The Independence Day Torch (Antorcha de la Libertad) arrived in Costa Rica this Friday morning, the Minister of Education of Nicaragua, Miriam Soledad Ráudez, handing to her Costa Rican counterpart, Guiselle Cruz, at the Peñas Blancas border, who then passed it on to students, to be carried to Cartago.

The torch will be carried in tandem by a selection of some 20,000 students of the different schools across the 348-kilometer route across land, to arrive Saturday night in the Viejo Metropolis (Cartago) for the formal celebrations of Costa Rica’s 198th year of independence.

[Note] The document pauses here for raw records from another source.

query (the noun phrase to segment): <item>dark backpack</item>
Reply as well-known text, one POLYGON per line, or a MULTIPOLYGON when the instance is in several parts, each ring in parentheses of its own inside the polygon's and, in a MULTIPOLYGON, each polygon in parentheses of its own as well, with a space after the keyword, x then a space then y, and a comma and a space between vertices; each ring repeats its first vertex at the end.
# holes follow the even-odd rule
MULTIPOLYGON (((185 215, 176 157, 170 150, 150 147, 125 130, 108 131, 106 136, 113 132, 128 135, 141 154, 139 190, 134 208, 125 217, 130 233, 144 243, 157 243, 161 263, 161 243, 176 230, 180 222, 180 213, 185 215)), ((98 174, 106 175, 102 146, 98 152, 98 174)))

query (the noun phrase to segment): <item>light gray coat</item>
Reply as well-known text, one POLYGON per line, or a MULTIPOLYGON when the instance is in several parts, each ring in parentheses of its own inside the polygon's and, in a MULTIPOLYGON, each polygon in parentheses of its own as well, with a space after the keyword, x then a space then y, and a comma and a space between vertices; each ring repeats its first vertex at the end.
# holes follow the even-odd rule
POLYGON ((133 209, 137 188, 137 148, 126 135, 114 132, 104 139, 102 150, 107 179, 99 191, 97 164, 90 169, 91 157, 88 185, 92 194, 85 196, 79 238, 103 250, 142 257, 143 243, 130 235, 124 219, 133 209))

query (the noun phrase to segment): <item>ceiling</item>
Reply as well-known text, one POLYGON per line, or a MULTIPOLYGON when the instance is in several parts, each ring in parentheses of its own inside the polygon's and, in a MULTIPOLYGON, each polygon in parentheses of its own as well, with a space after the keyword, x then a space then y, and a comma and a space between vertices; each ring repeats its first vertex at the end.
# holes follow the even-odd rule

This year, unlike last year when the blockades of the national strike by public sector employees impeding the torch’s arrival in Cartago, the decision was made to helicopter it in.

Symbol of freedom

Last year the torch started off on a bad foot at the Nicaragua-Costa Rica border, given the social-political crisis in the neighboring country, all protocols were suspended.

At 9:30 am, government officials from both Costa Rica and Nicaragua, as well as students and the public, attended the traditional ceremony that is a symbol of freedom and cultural exchange.

Minister Cruz, during the event, said: “Let’s continue building our country, let’s continue with passion marking the route, as our torch does every September, to remind us that freedom and respect must always be our way.”

The torch celebrates 54 years of historical tradition, covering some 1,300 kilometers between cities and small towns in Guatemala, Honduras, El Salvador, Nicaragua, and Costa Rica.

The initiative arose in 1964, by Costa Rican professor Alfredo Cruz Bolaños.